Time Travelling Porridge Spheres

It is difficult to know what to write today. Stripped to its bare white bones I could just type: I am back.

Whilst at the Doctor Strange cryptic level, ‘I am back’ would do at a pinch as both literal truth and higher planes metaphor, it does seem insufficient after having been away for 10 nights.

Feeding a random sample of my Scottish sojourn journal entries into an online Burroughs cut-up generator to yield a stream-of-consciousness impression of the holiday yields:

Flying into remembered wounds. Bursting into harsh blue. Waterfalls with breakfast. Fourth Reich invasion of the December cold mountain turrets. Inverlair not yet sucked by cash vampires of orbiting Disney castles. The fence sung with shadow history. Echelon spires disperse the fake culture of momentary tat. Enclosures of eager pine trees and Jedburghian Texans. The ears of Mr. and Mrs. Southwell. Smiling at future kisses. Ambitious hills permitting vegetable cravings. The peasant smoke lodge of junkie-style public schoolboys. Clan ghost music battles vicious sonic booms. Tourist forgotten standing stones. The industry of time travelling porridge spheres.

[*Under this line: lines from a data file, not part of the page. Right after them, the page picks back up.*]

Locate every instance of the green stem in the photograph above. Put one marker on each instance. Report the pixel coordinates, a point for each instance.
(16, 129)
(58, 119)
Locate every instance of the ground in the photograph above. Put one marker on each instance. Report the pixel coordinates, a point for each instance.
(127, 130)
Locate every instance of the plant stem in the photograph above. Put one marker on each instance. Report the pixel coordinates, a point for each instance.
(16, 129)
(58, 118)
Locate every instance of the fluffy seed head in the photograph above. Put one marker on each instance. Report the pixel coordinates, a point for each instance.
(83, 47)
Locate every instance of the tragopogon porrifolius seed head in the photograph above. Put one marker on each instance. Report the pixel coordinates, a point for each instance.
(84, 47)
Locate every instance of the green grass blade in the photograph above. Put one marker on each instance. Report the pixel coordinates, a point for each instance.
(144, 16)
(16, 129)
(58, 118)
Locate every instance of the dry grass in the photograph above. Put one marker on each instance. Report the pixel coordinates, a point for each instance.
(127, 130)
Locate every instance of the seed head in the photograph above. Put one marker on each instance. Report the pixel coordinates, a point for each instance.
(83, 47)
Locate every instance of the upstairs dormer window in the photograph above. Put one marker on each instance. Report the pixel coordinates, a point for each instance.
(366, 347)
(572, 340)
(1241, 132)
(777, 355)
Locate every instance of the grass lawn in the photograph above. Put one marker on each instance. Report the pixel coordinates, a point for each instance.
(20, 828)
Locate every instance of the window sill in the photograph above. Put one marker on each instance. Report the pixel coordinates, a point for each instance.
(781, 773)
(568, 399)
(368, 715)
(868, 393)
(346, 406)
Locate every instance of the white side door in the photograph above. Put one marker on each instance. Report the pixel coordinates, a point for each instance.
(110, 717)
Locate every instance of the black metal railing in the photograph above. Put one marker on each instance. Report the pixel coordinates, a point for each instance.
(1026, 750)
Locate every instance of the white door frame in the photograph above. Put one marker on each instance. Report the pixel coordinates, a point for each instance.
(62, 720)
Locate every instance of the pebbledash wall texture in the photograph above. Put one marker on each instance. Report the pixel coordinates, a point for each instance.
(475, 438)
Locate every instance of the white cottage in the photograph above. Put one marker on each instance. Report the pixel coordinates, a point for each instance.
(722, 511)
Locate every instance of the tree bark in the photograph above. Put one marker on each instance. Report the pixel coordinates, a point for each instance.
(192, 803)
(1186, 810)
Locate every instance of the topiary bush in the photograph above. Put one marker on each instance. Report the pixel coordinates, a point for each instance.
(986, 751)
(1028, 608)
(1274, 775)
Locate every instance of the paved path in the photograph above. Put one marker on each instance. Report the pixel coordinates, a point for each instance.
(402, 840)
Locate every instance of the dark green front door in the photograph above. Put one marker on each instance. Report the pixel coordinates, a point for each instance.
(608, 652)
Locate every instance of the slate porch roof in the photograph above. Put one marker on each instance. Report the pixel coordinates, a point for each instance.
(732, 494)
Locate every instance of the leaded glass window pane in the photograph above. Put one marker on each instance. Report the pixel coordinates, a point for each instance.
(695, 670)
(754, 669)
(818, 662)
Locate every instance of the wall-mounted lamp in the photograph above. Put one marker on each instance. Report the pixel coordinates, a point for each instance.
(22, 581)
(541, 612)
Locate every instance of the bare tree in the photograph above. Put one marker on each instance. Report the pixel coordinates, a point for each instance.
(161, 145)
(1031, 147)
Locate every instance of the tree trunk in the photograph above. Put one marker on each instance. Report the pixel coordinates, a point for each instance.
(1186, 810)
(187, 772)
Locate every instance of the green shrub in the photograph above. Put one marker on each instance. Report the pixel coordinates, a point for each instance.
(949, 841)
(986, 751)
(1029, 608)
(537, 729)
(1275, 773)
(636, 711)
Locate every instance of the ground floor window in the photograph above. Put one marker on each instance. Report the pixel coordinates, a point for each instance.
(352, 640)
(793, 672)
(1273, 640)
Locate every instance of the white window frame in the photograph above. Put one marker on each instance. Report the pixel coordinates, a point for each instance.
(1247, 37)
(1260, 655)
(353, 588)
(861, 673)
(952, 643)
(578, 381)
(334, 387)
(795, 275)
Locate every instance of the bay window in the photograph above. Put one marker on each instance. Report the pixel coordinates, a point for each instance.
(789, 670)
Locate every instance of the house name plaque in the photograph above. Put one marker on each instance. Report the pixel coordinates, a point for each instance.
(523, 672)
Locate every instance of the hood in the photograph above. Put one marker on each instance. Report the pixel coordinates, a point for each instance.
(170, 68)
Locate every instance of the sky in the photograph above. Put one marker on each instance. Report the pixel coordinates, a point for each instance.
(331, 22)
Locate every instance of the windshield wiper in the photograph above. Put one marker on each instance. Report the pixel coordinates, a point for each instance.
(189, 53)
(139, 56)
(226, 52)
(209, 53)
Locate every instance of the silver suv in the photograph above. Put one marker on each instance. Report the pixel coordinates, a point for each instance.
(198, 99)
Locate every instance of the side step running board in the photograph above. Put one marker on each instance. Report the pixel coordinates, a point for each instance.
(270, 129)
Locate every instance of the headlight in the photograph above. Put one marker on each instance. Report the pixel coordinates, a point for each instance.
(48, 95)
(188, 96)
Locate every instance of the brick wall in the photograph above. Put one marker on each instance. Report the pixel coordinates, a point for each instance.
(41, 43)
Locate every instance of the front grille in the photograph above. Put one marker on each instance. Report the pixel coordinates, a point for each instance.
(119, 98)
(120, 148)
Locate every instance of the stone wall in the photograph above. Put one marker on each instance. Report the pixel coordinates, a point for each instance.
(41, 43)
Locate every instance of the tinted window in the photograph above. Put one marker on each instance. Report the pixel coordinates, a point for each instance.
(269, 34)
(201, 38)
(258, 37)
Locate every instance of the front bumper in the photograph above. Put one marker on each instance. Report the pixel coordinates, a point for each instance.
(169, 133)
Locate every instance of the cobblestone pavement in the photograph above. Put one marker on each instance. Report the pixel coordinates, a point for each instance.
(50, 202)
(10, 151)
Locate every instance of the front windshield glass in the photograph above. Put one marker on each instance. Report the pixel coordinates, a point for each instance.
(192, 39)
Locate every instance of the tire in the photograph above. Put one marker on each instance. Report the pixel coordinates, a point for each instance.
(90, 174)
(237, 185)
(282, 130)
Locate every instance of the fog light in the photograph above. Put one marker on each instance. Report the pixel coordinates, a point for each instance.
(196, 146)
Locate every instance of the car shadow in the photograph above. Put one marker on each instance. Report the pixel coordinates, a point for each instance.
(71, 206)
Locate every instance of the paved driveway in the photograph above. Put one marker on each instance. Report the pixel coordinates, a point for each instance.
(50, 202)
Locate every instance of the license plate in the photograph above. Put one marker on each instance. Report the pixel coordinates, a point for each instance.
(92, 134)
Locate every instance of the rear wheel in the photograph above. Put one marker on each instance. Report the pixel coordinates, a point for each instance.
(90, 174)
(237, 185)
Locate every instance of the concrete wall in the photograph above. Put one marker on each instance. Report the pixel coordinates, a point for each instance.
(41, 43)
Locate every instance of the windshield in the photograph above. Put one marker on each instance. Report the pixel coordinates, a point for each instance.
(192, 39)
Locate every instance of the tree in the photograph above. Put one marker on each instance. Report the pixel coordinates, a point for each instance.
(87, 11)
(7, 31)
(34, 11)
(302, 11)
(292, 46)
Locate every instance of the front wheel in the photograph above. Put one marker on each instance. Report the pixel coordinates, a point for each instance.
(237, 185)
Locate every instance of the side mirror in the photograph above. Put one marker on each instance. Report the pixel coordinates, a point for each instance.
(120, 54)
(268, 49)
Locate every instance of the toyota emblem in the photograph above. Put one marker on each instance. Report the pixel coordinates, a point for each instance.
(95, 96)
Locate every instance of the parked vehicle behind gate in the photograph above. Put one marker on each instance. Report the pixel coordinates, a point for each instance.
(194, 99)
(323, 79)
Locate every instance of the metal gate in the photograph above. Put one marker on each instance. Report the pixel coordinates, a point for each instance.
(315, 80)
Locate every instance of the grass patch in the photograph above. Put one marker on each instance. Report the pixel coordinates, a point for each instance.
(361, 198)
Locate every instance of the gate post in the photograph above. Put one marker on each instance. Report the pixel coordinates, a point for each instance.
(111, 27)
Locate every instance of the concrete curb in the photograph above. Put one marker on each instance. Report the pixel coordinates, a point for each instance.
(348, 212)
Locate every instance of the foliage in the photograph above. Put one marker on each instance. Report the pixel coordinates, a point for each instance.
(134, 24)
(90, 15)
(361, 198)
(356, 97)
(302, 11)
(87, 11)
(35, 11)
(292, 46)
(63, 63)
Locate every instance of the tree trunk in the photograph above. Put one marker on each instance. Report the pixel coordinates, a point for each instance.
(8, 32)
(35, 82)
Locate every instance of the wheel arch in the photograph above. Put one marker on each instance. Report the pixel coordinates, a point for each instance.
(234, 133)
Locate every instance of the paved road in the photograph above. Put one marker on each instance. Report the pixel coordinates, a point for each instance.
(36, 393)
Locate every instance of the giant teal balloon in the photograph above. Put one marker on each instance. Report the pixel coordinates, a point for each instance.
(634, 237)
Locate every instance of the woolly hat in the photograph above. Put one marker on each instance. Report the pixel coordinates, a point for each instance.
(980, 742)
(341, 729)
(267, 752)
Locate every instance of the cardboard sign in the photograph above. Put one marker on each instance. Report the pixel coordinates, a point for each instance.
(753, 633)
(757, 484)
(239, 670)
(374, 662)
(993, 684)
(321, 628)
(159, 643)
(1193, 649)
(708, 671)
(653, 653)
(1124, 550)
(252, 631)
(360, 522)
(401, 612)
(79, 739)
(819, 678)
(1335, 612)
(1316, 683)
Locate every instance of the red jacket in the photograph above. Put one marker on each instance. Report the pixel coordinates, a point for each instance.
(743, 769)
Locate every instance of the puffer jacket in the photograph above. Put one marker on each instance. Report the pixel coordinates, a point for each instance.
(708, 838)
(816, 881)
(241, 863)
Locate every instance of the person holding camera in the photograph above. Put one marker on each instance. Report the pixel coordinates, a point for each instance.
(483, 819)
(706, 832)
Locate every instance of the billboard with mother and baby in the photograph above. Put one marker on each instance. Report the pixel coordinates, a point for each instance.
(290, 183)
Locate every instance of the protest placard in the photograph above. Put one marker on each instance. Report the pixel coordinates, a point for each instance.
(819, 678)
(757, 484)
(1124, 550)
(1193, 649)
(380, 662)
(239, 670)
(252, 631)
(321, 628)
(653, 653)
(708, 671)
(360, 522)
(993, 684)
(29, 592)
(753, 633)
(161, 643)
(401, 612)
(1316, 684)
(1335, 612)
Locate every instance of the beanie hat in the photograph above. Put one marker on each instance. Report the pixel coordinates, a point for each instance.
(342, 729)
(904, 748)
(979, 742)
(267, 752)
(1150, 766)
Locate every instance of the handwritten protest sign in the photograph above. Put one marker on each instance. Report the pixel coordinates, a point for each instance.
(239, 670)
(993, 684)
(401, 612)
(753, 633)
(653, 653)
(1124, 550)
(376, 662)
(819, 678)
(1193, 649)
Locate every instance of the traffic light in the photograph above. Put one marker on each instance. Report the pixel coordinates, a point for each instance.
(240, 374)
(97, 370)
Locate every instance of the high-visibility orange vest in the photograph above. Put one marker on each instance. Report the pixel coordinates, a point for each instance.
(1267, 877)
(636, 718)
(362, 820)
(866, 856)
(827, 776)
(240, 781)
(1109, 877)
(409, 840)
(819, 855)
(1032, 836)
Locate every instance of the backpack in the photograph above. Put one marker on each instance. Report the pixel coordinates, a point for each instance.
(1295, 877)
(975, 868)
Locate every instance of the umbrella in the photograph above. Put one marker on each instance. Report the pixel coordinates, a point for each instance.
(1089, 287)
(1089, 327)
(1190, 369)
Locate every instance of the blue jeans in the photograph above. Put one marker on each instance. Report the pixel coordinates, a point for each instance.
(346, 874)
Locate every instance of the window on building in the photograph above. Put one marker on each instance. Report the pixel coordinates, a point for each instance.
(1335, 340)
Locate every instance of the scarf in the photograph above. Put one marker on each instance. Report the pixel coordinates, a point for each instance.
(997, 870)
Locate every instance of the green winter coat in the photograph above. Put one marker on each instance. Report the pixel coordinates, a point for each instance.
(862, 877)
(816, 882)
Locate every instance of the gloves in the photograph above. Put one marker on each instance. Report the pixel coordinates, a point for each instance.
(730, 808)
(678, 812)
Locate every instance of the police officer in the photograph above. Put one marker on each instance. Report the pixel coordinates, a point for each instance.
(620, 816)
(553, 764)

Whilst the above passages reads like nonsense and the last sentence demonstrates why cut-ups can be of limited practical value to a writer, I was planning proper entries, wordscapes and pictures relating to my trip.

However, I am now not sure if they will go up. Travel is often transforming and intensely personal, making it potentially boring to read about. It is just conceivable a few people might enjoy hearing about the Harry Potter viaduct, how to punch a fulmar, Eradour Distillery or my Tomb of Eagles dream, but at the moment I am not convinced the world needs a piece of ‘what I did on my holidays’ writing from me.